Scalability of OpenLB 1.5 on HoreKa using hybrid execution (MPI + OpenMP + AVX-512 Vectorization)

Scalability of OpenLB 1.5 on HoreKa using multi GPU execution (MPI + CUDA)

Plots, vectorization and CUDA GPU implementation contributed by Adrian Kummerländer.

A. Kummerländer, F. Bukreev, S. Berg, M. Dorn and M.J. Krause. Advances in Computational Process Engineering using Lattice Boltzmann Methods on High Performance Computers for Solving Fluid Flow Problems. In: High Performance Computing in Science and Engineering ’22 (accepted).

Highly-resolved Nozzle Simulation Performed Using Multi-GPU Support

We have just released a new video on our OpenLB YouTube Channel. 

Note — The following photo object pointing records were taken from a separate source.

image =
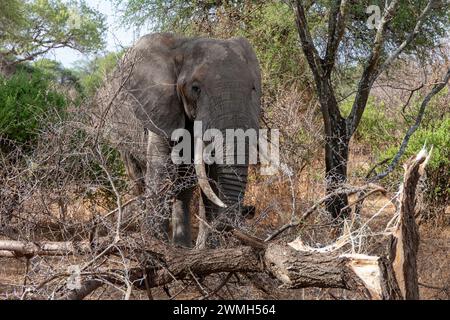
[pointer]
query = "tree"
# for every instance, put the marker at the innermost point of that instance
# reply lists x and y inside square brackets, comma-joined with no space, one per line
[404,27]
[346,50]
[30,29]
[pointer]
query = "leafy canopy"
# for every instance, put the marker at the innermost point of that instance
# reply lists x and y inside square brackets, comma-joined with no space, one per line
[31,28]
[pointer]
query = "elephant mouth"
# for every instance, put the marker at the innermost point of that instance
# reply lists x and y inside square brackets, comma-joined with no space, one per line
[202,177]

In order to showcase the usability and performance of OpenLB’s GPU support, a turbulent nozzle flow was simulated on the HoreKa (KIT, Germany) supercomputer. This case was adapted for higher resolution from the turbulence/nozzle3d example included in OpenLB 1.5. It utilizes a Smagorinsky LES model for the bulk flow and non-local interpolated boundaries for the in- and outflow conditions on top of a single-precision D3Q19 lattice. The simulation’s 2.5 billion cells were computed on 120 Nvidia A100 GPUs divided into 30 nodes. This resulted in a performance of ~250 billion cell updates per second. ParaView was utilized to generate the visualization.

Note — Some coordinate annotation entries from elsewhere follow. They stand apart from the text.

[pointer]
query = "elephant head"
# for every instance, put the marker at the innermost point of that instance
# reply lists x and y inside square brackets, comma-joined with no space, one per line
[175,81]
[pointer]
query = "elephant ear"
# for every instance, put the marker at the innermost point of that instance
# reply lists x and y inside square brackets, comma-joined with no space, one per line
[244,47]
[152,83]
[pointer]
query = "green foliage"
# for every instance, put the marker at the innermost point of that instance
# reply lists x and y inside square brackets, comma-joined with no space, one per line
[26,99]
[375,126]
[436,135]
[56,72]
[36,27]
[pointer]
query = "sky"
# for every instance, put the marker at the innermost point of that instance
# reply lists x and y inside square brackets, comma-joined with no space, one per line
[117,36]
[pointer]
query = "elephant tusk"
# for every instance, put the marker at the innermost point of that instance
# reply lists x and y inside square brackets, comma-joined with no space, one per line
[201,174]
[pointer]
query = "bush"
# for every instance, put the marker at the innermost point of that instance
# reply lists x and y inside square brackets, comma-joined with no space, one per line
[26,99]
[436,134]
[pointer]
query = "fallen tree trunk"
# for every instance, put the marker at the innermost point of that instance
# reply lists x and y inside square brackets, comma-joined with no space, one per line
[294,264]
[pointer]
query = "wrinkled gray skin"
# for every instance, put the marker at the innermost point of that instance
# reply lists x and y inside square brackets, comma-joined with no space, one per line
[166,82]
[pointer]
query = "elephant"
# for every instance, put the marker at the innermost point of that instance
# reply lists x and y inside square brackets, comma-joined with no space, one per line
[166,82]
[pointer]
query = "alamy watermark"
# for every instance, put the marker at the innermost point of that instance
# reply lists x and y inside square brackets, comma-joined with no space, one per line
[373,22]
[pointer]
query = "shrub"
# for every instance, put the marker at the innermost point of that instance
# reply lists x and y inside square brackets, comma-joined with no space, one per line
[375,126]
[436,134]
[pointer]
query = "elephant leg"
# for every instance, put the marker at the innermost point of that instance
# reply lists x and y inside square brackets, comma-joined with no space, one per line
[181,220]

Simulation and Visualization: Adrian Kummerländer

LBM Spring School with OpenLB Software Lab in Kraków successfully finished

The executive committee announces the closing of the fifth LBM Spring School with OpenLB Software Lab. We were happy to host 51 participants from 8 countries, including 4 invited speakers in Kraków, Poland. This year’s poster award goes to Pavel Eichler (Czech Technical University in Prague).

Next year, the 6th spring school is planned to take place at the University of Greenwich in England/UK from 2023 June 5th to 9th. 

On behalf of the spring school executive committee, Nicolas Hafen, Mathias J. Krause, Jan E. Marquardt, Paweł Madejski, Tomasz Kuś, Navaneethan Subramanian, Maciej Bujalski, Karolina Chmiel.